Deploy Large Language Models#

The NeMo Framework offers scripts and APIs to deploy both NeMo and Hugging Face LLMs to the NVIDIA Triton Inference Server. You can export models to TensorRT-LLM or vLLM for optimized inference before deployment. Note that this optimized deployment path supports only selected LLM models. Deployment capabilities for Hugging Face models have been added to the NeMo Framework as part of the NeMo AutoModel features, supporting models in the Hugging Face format.

Deploy NeMo Models#

You can find details about how to deploy NeMo models, including inference optimized models and PyTorch level models (in-framework), how to apply quantization, and how to send queries to deployed models below.
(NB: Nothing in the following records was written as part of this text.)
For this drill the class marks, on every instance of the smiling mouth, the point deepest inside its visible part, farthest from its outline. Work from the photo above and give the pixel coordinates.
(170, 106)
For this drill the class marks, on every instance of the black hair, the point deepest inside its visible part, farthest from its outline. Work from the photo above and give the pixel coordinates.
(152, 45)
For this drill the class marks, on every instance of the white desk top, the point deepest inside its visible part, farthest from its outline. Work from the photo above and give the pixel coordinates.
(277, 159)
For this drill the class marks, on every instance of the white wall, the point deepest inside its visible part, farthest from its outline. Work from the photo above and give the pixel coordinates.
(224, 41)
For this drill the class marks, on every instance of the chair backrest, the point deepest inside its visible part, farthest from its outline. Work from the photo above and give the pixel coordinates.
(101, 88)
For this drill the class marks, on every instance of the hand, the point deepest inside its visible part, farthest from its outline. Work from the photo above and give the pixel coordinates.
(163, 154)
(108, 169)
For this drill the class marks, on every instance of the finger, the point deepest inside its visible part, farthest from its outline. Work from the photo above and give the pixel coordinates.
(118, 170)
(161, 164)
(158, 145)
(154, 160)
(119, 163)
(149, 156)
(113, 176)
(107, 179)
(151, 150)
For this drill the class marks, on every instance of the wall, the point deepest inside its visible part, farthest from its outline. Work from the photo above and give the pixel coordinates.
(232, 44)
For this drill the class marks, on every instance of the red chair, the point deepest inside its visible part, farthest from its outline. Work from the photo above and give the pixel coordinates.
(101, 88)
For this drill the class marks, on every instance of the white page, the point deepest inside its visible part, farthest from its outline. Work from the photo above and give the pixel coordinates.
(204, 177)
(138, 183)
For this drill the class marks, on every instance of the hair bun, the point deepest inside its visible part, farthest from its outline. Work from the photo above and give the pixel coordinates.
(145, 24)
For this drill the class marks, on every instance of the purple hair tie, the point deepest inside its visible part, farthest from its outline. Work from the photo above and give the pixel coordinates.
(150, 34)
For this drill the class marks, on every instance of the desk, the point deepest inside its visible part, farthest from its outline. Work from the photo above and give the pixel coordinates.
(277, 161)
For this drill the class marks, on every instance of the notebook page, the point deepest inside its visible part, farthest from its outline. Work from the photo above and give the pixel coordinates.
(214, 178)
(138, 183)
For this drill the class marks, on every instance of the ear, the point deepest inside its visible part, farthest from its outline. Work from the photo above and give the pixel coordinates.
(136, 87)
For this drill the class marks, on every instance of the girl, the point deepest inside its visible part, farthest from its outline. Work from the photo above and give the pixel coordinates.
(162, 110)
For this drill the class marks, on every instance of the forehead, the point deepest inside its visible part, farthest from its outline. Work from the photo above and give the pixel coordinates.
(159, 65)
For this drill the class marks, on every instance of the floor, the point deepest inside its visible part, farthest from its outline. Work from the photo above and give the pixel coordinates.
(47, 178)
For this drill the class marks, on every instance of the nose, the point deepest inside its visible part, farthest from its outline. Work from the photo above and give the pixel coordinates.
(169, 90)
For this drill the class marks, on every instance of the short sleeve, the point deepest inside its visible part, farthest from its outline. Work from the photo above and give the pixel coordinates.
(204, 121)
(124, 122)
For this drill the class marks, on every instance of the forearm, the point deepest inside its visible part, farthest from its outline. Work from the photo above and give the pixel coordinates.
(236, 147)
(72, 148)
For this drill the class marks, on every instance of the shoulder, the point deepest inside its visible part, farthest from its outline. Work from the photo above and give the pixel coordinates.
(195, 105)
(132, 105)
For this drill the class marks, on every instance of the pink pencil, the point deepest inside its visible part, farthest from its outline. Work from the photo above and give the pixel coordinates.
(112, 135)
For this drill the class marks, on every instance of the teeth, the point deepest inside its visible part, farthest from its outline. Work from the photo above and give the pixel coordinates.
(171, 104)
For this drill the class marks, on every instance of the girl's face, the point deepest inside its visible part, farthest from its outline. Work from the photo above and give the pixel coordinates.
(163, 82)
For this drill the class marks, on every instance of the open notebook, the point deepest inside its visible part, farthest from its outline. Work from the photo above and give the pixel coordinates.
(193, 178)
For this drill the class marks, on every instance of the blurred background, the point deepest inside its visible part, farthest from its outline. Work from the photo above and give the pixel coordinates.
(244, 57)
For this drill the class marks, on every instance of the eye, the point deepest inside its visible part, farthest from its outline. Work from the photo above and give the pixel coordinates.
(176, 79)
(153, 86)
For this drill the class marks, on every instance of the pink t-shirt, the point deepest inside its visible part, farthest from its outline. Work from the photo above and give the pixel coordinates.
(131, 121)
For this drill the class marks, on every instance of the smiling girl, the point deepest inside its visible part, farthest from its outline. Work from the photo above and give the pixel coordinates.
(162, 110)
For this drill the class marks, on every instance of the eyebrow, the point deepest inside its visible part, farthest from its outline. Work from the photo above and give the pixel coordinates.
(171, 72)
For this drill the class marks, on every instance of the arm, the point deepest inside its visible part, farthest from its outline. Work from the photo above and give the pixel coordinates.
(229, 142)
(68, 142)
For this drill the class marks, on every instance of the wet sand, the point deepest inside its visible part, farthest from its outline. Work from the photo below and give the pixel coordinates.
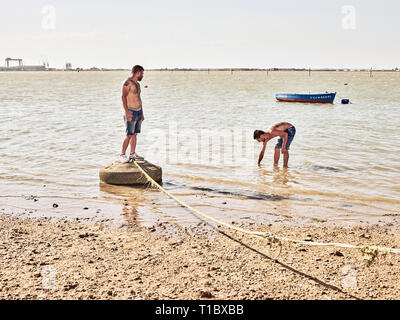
(43, 259)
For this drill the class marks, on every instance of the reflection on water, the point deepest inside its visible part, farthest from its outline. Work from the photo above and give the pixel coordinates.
(53, 143)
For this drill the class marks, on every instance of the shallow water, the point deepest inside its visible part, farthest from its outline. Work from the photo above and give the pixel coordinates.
(59, 128)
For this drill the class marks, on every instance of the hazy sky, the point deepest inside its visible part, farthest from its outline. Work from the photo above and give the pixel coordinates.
(218, 33)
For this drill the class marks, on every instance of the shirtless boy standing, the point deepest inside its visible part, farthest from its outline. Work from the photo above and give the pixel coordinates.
(286, 132)
(133, 113)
Deploy Hugging Face Models#

You can find details about how to deploy Hugging Face models either in-framework or using TensorRT-LLM, and serve them on the NVIDIA Triton Inference Server below.

Supported NeMo Checkpoint Formats#

The NeMo Framework saves models as nemo files, which include data related to the model, such as weights and configuration files. The format of these .nemo files has evolved over time. The framework supports deploying Megatron Core-based NeMo models using the distributed checkpoint format. If you saved the model using one of the latest NeMo Framework containers, you should not encounter any issues. Otherwise, you may receive an error message regarding the .nemo file format.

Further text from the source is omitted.